The Australian dollar recouped some of its losses on Monday after a report from China suggested authorities there were looking to diversify the country's foreign exchange reserves. The Aussie had fallen to $0.9190 after lower-than-forecast producer price index (PPI) data for the third quarter cooled some of strong expectations of a 50 basis point rate by the Reserve Bank of Australia (RBA) early next week.
But it recovered after an opinion piece in the Financial News, a paper published by China's central bank, said the US dollar should remain the principal currency in China's stockpile of foreign exchange reserves, but the share of the euro and the yen should increase.

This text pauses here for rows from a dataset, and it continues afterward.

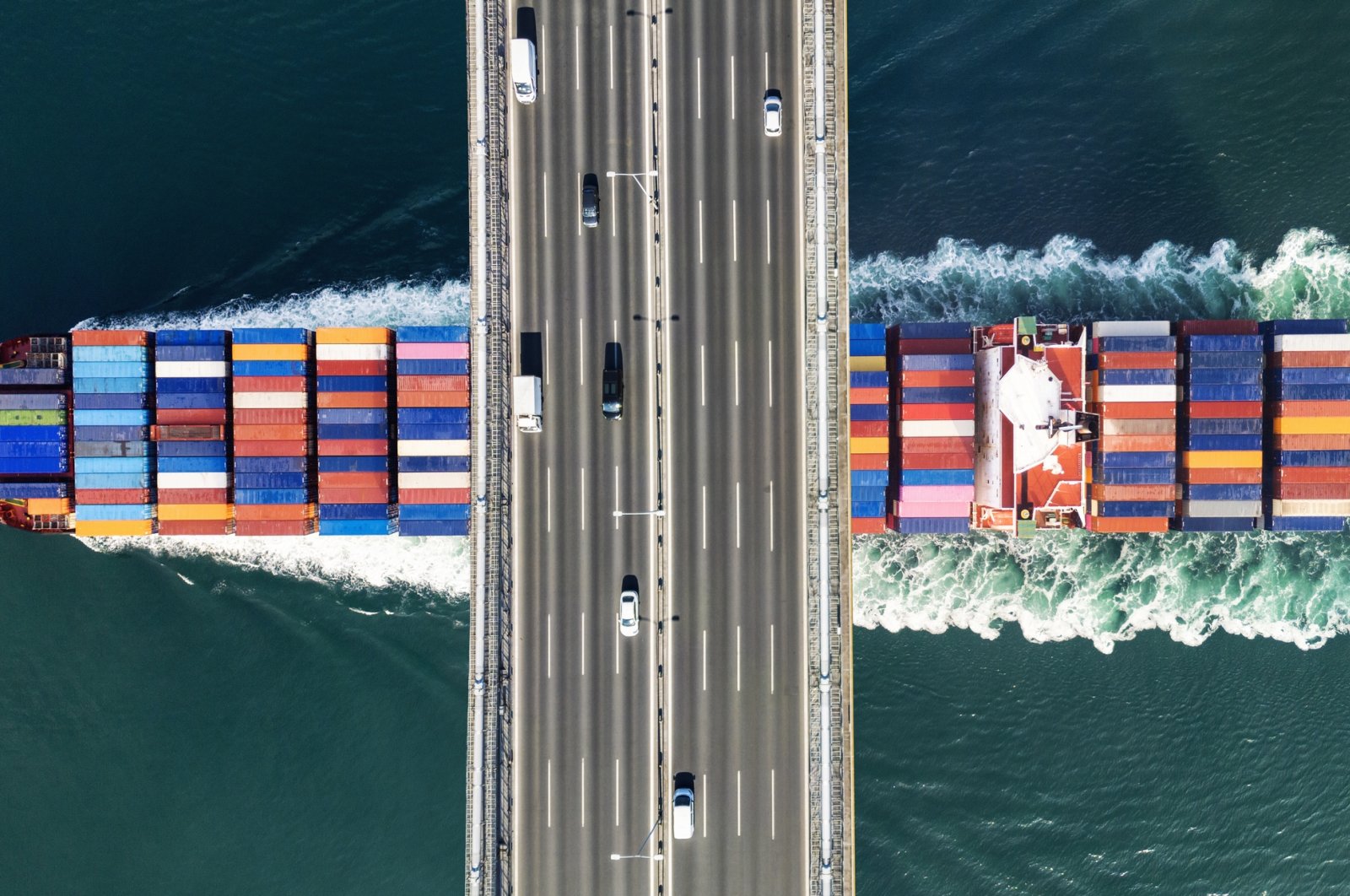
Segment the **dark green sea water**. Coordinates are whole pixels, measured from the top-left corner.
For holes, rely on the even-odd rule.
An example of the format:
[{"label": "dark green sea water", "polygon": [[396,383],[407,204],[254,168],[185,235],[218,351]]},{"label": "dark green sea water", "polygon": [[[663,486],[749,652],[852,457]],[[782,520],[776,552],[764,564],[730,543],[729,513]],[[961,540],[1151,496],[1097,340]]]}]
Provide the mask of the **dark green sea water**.
[{"label": "dark green sea water", "polygon": [[[849,26],[856,317],[1350,314],[1350,7]],[[4,333],[463,320],[462,72],[454,4],[9,3]],[[1350,892],[1350,538],[855,555],[860,892]],[[463,545],[0,573],[0,892],[462,887]]]}]

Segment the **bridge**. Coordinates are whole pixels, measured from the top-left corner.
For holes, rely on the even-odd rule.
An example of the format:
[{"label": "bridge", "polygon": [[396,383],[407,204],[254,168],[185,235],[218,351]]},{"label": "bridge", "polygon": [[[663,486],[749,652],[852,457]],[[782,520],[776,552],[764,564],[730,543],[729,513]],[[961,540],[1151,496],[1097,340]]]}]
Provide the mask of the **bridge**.
[{"label": "bridge", "polygon": [[849,893],[844,7],[474,0],[467,26],[466,891]]}]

"The PPI report came in a bit weaker than expected and some of the steep tightening that markets seem to have cooled," said Tony Bieber, foreign exchange analyst at Suncorp Bank. "The Aussie got a lift from the Chinese report which is pretty strong in language. It suggests the Chinese are looking to buy the euro, some of which is bound to spill over to the Aussie." The euro and Aussie are both seen as growth-linked currencies and often move in tandem.
The Aussie stood at was at $0.9235, off an earlier high of $0.9277 and lower than $0.9276 late on Friday. It had hit a 14-month high of $0.9330 last week. Chartists say resistance is seen around $0.9330 and then at $0.9485 while support lurks around $0.9190. The Aussie has been one of the best performing currencies among the actively traded ones, rising around 30 percent this year, as investors bet the RBA will raise interest rates faster than elsewhere and that a global economic recovery will boost commodity prices.
The US dollar has been hovering near 14-month lows on a basket of currencies, however, on earlier talk that other Asian central banks might move out of US dollar assets and on expectations that the Fed will lag behind most major central banks in lifting rates.
In Australia, implied cash rates, based on money market and swap rates, are fully pricing in a 25 basis point hike and factoring in a 25 percent chance the central bank will raise rates by 50 basis points on November 3. Over the next 12 months, investors are pricing in 215 basis points of rate hikes. Aussie eased to 84.77 yen, but stayed near a recent one-year high of 85.31. The Japanese currency was also a beneficiary of the Chinese media report.
Australian bond futures were mixed amid split views on whether the RBA will go for a 50 basis point hike or opt for the usual quarter-percentage point increase at its next meeting on November 3. All eyes are on the third-quarter consumer price index (CPI), due on Wednesday. The CPI numbers have become crucial for the monetary policy outlook since the RBA shifted its focus to inflation as its major concern.